After Extraction 1 (CombinedAudioPlayback):
- Combined audio playback toggle on/off
- Local gain and remote gain adjustment
- Speaker device switching
- Mic monitoring (hear yourself through speaker)
After Extraction 2 (ParticipantManager):
- Guest mute/unmute
- Participant list updates when remote joins/leaves
- Video element creation for remote stream
After Extraction 3 (RTCService + CallStateMachine):
- RTCState tracks ICE events correctly
- CallState transitions: idle -> connecting -> joining -> active
- Disconnect: any -> idle
- Error: ICE failure -> error -> reconnecting -> connecting
- Invalid transitions are logged and rejected
- RTCState and CallState update independently
After Extraction 4 (Restructure to src/callapp/): Steps 1-10 full regression:
- Pre-call connection (host + guest both browsers + mobile)
- Video-only call (low quality)
- Audio-only call
- Audio + Video call
- Empty join (no media, placeholder only)
- Empty join + upgrade (add camera, then mic mid-call)
- Start with media + downgrade (remove camera, then mic)
- Connect/disconnect stress (rapid join/leave, no leaked state)
- Quality presets, stats polling, combined audio
- Bug fixes from above
2 independent layers, each with its own state: RTCService — RTCState (new/connecting/connected/disconnected/failed/closed) CallService — CallState (idle/connecting/joining/active/reconnecting/error)

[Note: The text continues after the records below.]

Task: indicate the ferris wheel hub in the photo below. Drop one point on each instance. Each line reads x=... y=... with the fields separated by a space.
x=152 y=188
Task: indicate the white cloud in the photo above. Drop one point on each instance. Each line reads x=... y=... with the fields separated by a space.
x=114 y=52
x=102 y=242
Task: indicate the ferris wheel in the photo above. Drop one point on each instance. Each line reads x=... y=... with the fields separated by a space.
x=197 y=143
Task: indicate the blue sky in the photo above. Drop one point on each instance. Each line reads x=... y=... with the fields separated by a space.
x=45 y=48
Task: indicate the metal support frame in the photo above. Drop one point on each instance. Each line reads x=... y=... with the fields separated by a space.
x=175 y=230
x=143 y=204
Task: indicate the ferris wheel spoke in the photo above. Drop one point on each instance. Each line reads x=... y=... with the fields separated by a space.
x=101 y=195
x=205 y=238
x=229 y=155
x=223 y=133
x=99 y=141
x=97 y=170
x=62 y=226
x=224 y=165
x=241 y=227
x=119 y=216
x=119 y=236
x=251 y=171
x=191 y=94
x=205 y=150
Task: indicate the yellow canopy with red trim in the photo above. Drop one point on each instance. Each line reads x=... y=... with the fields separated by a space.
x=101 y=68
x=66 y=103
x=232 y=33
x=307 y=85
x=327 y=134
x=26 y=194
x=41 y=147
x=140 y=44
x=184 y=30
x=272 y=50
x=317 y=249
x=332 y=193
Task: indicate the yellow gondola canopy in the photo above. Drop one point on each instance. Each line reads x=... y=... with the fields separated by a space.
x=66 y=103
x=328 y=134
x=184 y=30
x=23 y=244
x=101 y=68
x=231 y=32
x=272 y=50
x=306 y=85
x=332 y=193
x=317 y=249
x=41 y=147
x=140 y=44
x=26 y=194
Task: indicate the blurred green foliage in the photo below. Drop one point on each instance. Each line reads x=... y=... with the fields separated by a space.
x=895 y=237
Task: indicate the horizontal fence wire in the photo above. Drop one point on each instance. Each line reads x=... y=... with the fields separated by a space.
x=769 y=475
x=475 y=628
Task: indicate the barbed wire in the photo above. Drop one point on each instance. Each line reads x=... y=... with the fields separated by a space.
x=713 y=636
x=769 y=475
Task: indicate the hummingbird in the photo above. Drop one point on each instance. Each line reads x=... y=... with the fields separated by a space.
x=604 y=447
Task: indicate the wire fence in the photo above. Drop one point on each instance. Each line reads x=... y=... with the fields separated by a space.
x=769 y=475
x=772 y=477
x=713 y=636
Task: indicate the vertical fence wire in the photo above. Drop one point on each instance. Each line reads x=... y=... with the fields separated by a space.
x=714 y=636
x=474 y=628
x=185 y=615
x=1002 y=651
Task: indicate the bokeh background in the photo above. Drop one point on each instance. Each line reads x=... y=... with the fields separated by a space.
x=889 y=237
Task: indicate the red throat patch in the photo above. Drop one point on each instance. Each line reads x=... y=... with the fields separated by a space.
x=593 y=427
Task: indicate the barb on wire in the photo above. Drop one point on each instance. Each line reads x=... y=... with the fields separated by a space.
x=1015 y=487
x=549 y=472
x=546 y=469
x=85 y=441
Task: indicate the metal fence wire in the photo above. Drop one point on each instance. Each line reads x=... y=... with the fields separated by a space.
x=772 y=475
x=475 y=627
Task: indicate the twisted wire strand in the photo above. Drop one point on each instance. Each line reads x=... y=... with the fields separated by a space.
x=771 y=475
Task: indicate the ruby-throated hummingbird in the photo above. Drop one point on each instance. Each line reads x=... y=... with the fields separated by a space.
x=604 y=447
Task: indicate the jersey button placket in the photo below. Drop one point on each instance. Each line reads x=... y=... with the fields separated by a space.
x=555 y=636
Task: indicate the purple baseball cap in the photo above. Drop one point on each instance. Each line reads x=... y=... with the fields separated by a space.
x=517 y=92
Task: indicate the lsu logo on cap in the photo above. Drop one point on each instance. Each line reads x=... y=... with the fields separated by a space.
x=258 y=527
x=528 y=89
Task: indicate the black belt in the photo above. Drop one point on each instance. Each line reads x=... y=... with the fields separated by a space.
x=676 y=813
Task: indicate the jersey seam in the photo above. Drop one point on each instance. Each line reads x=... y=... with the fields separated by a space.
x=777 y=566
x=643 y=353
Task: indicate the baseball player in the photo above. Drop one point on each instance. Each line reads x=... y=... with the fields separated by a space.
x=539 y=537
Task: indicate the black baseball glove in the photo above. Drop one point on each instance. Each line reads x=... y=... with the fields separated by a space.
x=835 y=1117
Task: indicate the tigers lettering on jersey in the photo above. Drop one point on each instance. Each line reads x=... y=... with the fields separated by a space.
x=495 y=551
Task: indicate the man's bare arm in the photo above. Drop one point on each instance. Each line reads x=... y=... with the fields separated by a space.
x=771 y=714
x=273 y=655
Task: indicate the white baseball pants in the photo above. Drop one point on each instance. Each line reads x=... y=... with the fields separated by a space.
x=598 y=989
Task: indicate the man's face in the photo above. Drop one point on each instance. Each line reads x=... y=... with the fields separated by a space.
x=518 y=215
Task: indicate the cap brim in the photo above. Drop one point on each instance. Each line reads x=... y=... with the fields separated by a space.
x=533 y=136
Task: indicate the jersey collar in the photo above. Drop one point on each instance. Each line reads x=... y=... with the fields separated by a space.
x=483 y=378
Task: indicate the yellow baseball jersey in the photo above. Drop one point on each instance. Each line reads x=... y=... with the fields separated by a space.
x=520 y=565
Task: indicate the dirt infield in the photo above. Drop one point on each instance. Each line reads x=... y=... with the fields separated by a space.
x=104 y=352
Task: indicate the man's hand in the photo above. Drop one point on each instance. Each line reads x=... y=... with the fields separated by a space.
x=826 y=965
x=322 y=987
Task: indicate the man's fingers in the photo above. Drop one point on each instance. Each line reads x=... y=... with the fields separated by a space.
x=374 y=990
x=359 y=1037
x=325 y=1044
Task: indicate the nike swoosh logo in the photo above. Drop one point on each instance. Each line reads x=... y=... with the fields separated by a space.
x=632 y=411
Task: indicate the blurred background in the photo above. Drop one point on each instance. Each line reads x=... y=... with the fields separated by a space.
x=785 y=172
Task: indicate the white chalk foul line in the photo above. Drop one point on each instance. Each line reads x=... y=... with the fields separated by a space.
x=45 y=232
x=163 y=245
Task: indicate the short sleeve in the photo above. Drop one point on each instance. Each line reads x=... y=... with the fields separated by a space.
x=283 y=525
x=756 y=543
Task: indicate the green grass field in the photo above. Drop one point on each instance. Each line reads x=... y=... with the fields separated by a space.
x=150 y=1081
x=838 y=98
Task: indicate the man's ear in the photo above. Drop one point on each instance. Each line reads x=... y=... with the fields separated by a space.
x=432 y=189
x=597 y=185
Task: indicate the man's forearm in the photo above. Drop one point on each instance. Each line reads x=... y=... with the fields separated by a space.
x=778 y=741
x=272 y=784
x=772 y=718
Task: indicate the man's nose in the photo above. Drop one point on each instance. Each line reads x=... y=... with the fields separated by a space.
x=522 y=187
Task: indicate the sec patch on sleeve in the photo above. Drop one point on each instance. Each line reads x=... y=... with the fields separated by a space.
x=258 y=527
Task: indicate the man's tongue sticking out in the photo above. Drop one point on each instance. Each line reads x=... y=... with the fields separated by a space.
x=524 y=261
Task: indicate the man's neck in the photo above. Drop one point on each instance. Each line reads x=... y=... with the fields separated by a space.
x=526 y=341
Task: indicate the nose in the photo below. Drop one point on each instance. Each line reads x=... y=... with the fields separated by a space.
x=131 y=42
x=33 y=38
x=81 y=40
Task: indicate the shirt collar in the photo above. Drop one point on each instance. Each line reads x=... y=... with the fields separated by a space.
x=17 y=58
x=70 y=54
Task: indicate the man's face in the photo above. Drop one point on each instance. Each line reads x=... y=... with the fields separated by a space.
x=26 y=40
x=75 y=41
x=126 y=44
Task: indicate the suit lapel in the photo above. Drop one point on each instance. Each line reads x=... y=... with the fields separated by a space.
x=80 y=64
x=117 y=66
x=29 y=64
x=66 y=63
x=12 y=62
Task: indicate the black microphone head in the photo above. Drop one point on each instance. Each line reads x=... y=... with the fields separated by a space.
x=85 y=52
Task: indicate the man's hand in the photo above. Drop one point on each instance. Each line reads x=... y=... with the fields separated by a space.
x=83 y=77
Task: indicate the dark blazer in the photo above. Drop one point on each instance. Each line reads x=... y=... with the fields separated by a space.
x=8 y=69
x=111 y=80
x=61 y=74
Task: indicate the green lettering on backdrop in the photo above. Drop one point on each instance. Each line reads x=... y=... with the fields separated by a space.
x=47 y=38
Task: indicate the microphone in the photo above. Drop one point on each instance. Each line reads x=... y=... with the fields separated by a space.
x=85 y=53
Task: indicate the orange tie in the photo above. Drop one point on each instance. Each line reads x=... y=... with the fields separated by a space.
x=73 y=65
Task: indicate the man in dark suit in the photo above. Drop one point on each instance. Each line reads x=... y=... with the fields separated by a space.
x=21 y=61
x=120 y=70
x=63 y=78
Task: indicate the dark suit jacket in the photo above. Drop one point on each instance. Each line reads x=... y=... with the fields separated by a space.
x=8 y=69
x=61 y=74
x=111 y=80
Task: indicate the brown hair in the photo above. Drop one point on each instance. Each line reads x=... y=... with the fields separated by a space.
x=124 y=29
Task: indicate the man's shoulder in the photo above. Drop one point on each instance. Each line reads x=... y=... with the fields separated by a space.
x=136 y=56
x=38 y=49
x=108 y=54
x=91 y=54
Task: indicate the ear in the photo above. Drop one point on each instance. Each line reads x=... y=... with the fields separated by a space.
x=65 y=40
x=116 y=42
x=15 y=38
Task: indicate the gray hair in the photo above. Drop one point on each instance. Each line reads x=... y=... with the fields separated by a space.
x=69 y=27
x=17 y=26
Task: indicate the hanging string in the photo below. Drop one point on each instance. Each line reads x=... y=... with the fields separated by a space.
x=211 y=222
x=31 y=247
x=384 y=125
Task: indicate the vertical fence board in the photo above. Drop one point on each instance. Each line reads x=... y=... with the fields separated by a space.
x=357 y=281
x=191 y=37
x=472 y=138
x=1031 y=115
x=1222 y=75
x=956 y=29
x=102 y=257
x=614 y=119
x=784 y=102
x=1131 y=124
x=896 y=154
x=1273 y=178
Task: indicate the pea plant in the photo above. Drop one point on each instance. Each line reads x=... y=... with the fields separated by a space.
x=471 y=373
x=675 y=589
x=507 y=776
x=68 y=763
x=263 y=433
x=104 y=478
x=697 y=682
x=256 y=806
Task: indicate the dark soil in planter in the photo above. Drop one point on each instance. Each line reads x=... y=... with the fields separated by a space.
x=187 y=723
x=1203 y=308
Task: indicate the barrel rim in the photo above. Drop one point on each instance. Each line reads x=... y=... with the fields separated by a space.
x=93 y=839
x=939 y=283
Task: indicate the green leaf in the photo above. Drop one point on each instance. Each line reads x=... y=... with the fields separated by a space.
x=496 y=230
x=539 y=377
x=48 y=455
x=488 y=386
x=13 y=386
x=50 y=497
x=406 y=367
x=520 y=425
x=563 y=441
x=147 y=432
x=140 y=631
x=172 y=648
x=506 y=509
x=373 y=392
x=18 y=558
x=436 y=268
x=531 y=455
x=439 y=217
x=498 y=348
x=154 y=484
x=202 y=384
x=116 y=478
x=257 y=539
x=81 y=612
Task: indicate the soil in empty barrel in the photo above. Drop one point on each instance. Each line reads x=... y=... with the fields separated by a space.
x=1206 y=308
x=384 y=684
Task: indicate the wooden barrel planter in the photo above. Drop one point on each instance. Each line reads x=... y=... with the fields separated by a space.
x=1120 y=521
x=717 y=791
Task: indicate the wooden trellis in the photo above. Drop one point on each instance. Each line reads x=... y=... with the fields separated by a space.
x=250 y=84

WebRTCPipeline.ts (1,582 lines) splits into: CallService.ts (~650-700) + CombinedAudioPlayback.ts (~290)
- ParticipantManager.ts (~120) + CallStateMachine.ts (~100)
WebRTCSession.ts + PeerConnectionManager.ts merge into RTCService.ts (~800 lines).
useSessionConnection.ts (1,384 lines) simplifies to ~800-900 lines.
All files move to src/callapp/. Types in src/callapp/types.ts.
Every extraction ships independently. Regression tests after each step.